Plus, a sizeable number voted out of frustration with the first-past-the-post system, and they saw this presidential election as a correction of an anomaly in the general election where the opposition won 40 percent of votes but only received 7 percent of parliamentary seats.

This presidential election is also unfortunate as it ended up diminishing Tan Cheng Bock and Tony Tan. The victory of one Dr Tan has been diminished by the tiniest of margin, while the near-victory of the other Dr Tan has been overshadowed by his failure to achieve his long-held dream.

It is also unfortunate that the only winner is Tan Jee Say. Jee Say recognised that the apolitical office for president can be politicised and an opportunity to extend the campaign he launched during the general election in May.

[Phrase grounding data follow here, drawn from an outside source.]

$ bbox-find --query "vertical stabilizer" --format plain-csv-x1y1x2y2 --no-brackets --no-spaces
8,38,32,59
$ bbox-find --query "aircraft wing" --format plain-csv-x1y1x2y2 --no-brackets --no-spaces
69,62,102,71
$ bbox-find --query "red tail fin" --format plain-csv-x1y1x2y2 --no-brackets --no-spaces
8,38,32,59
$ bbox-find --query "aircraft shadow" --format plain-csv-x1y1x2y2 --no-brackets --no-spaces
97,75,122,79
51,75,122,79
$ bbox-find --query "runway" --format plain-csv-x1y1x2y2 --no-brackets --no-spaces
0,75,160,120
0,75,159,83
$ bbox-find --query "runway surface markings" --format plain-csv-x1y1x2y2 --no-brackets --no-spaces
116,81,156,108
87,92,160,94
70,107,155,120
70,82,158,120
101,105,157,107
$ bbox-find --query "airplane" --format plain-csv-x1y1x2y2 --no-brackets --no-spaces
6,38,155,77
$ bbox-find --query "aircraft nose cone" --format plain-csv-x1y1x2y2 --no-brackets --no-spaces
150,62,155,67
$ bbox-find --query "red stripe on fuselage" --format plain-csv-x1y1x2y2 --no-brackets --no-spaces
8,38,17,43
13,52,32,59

He has now made himself into a household name, more well-known than Low Thia Khiang, who is considered the de facto leader of the opposition. This presidential election has produced one winner in the form of Tan Jee Say, who now has the wherewithal to form his own political party if he so wishes and to further his political ambition in the next general election.

This fact will not be lost on other politically ambitious persons among those currently eligible to run for president. In this class of individuals, Jee Say would be included.

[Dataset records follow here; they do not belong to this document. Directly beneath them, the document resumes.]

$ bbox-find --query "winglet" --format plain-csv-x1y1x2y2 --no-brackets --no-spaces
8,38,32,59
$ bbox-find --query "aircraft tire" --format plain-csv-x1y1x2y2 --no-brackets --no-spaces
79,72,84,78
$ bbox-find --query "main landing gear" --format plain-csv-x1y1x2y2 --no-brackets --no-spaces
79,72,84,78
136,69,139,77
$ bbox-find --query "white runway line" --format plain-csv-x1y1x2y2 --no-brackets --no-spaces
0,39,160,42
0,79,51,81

So what can Singaporeans expect from future presidential elections?

1. The presidential election will be a prelude to the general election or else a continuation of one. And when the apolitical presidency becomes the pursuit of politics, parliament will no longer be the primary arena of political debate. The dignity of the presidency will be tarnished.

2. Few or no minority candidates will be able to win a presidential race. With the presidential election as a giant single-seat competition, and with this presidential election a single-race affair, SR Nathan might well be our last minority president.

3. No candidate with the required calibre, with a reputation for personal integrity or fiscal prudence will want to run for presidency given the intense politicking that transpired from this recent contest.

4. Few or no candidates without prior political party affiliation will want to contest for the presidency so it will be politicians for now on.

Therefore, how can the system be reformed?

– We might need to return to parliament the right to elect the president. Plenty of Commonwealth countries are doing so. Before 1993, Singapore did that too.

However, this would be problematic as the government is choosing a person whose chief role is to act as a check on it, in particular, the use of past reserves and crucial public sector appointments.

– This is our favoured approach: Establish an electoral college to nominate the presidential candidates and elect one from among them.

The college must be large to be representative. Consisting of 50 to 100 persons, it will comprise of representatives from major stakeholder groups in society: Unions, combined university student groups, civil society organisations, political parties with parliamentary seats and so on.

From among those who offer themselves for presidency, the college can nominate three or four of them. This will be the first sieve that will produce a pool of candidates.

The eligibility criteria can either be liberalised or tightened further. We are currently agnostic on this topic of eligibility criteria.

As an additional safeguard, the Supreme Court or Public Service Commission can give the final approval to ensure only persons of integrity can run for presidency.

Shortlisted candidates cannot hold rallies. They can go on walkabouts and be interviewed by the media.

Electors should monitor what is being said in the media and social media about these candidates.

The electoral college can then exercise secret voting after in-depth interviews with the candidates. Three rounds of voting might be needed to weed out the weakest candidates, till only the winner being the candidate who has more than 50 percent of votes.

We admonish, politics is vital, but it must also be productive.

The politics in this presidential election that just past was unproductive and was for politics’ sake.

The non-executive nature of the presidency meant that a lot that was promised by the candidates cannot possibly be fulfilled.

Politics should be vested in parliament. If the aim is for an apolitical and impartial president, it is not possible in politics or ethics for bad means to produce good ends.

Ho Kwon Ping is the chairman of the board of trustees of Singapore Management University and executive chairman of Banyan Tree Holdings.

Janadas Devan is associate editor of The Straits Times and director of the Institute of Policy Studies. His father, C.V. Devan Nair, was the third president of Singapore.